Secondly, theoretical calculations based on the Nyquist frequency of a given pixel pitch (74lp/mm for the 6.8 micron pitch in this case) ignore the reduction of MTF and resolution caused by anti-aliasing filters and demozaicing algorithms. A rough but pessimistic guideline is three pixel widths per line pair, in stead of the two pixel widths per line pair of the crude Nyquist frequency.
Also, photo-sites are square, not round, so the Nyquist frequency is different for lines at different angles: the standard number only applies to horizontal and vertical lines. I believe that it is lower for any other orientation of the lines: these "6.8 micron" photo-sites are 9.5 microns long on the diagonal.
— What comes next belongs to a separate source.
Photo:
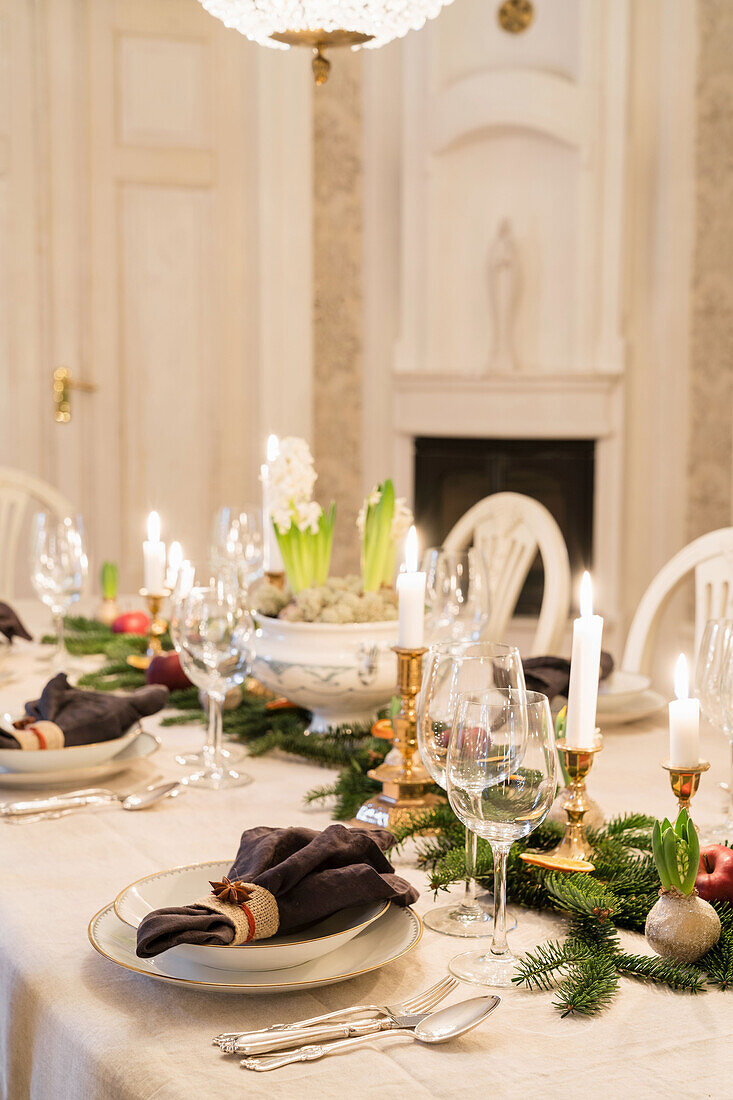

Thirdly, there is not an abrupt line between "diffraction limited" and "not diffraction limited", just as there is not between "lens out-resolves sensor" and "sensor out-resolves lens". Instead, there is a transition zone where the different factors limiting resolution (sensor, diffraction, geometric aberrations of the lens) have roughly equal MTF at a given spatial frequency, and in this zone, the combined MTF is less than the separate MTF of diffraction alone, or sensor alone, etc.
One thing that Michael's evidence seems to show is that at f/11 and smaller (and maybe at f/8) diffraction is a very visible factor in the overall system resolution, probably the dominant limitation on sharpness, and that for optimum sharpness (ignoring OOF effects) one is better off with larger apertures like f/5.6 and f/8.